Only one member being "active" here means that only one can be written to and read from in arbitrary sequence. As soon as you write to another member, you may only read from that member.

Here's an example, and a live demo showing that the example's union declaration is valid^†:

union T
{
    int x;
    const int y;
    const int z;
};

int main()
{
    T a{4};
    a.x = 5;
    a.y = 6;
    a.z = 7;
}

// $ g++-4.8 -std=c++11 -Wall -pedantic -pthread main.cpp && ./a.out
// main.cpp: In function 'int main()':
// main.cpp:14:9: error: assignment of read-only member 'T::y'
//      a.y = 6;
//          ^
// main.cpp:15:9: error: assignment of read-only member 'T::z'
//      a.z = 7;
//          ^

Live demo

^{† Since compilation succeeds right up to the attempted assignment of T::y.}

Edit: The code you've now pasted, and the error message you're complaining about, have nothing to do with the const.

initializations for multiple members of ‘U’

That is your problem. It says so right there! It makes no sense to try to initialise both members of a union, since only one may be "active" at any given time:

[C++11: 12.6.2/8]: [..] An attempt to initialize more than one non-static data member of a union renders the program ill-formed. [..]

But this has nothing at all to do with constness.

§9.1 says/does nothing to prevent you from having multiple const members in a union.

Although it does a poor job of stating the limitation (at least IMO) all §9.1 really says is that at any given time, only one field of a union contains a meaningful value--specifically, the field that was initialized when the union was created or the field to which a value was assigned the most recently.

Now, it's certainly true that if all the members of the union are const, you won't be able to assign to any of them, so that latter provision becomes moot. That limits what you can do with such a union after it exists, but doesn't prevent you from creating such a union to start with.

The effect of 12.1/5b4 is that if all the members of the union are const, you can't just define an instance of that union without specifying an initializer, either by explicitly defining a ctor, or else by specifying an initializer when you create the instance:

union X { 
    const int a;
    const double b;
};

X x;   // won't compile

X x(2); // no problem -- x.a == 2

union Y { 
   const int a;
   const double b;

   Y() : b(0.0) {}
};

Y y;  // no problem: uses user defined ctor

The end result is that const gives roughly the same behavior applied to something inside a union as it does to things elsewhere--just for example, you can't define an object like:

const int x;

...either. You need to specify an initializer to create it:

const int x = 20;

The code you've added really is about §9.1 though, not about 12.1/5 at all. Since only one member of the union can be active at any given time, it only makes sense to initialize one member. Attempting to initialize two members would imply that both those members could hold values, but in fact only one can hold a value at any one time.

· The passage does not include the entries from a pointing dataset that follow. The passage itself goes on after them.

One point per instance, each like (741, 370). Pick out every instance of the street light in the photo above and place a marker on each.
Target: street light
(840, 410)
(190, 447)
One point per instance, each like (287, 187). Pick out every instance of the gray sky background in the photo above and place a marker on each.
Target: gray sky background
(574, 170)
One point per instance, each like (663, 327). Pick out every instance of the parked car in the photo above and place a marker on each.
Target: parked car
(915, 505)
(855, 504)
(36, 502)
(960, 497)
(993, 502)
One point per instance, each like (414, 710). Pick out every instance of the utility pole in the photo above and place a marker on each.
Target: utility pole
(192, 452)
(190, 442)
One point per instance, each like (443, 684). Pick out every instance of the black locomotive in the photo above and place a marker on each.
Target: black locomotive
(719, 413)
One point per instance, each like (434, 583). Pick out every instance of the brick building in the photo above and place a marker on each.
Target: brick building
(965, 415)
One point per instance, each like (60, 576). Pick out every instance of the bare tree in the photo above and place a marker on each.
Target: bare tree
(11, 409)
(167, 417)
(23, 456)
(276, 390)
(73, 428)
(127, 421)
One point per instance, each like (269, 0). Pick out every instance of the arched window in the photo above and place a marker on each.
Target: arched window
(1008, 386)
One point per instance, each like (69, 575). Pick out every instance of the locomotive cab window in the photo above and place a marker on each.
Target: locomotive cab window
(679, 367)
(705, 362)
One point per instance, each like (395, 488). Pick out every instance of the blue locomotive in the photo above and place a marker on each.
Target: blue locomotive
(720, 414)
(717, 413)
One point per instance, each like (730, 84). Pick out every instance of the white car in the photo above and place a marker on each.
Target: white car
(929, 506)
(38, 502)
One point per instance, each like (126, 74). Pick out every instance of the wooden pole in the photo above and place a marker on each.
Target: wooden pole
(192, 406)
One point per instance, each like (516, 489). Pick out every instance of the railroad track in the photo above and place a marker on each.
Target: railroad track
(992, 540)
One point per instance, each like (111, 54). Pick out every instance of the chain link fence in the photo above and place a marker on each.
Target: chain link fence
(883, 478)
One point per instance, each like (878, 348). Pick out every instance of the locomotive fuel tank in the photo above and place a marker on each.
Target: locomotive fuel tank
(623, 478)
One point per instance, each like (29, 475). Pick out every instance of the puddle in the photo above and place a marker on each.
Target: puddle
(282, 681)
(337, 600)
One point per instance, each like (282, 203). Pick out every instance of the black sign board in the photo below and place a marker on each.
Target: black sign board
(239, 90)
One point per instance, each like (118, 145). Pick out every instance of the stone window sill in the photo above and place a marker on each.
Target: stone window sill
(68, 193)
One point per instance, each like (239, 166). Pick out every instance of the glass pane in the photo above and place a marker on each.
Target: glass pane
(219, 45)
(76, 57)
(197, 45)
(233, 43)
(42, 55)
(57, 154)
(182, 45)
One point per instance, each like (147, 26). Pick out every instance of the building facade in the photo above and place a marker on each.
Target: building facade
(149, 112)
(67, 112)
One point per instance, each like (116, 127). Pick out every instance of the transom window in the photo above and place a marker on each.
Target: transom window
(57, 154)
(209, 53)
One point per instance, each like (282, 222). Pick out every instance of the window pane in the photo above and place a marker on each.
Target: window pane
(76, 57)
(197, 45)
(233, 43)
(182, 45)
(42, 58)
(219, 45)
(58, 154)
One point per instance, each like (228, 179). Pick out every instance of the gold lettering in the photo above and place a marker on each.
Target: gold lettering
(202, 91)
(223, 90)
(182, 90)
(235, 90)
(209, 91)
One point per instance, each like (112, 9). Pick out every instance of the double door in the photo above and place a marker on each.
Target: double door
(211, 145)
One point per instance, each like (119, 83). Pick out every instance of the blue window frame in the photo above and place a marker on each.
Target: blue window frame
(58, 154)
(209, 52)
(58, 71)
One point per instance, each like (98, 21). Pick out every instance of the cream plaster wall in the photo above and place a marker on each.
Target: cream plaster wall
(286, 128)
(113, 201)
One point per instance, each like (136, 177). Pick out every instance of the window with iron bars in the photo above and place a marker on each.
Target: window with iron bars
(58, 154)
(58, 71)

Edit: As to 12.1/5b4 applying only when all the members are const-qualified, I think that also makes sense. For example code like this:

union Z {
    int a;
    const double b;
};

Z z;

z.a = 1;

Seems perfectly acceptable. Admittedly, since it hasn't been initialized, you can never actually use Z.b in this case, but that's more or less beside the point--there's still no particularly good reason for the compiler to prevent default construction.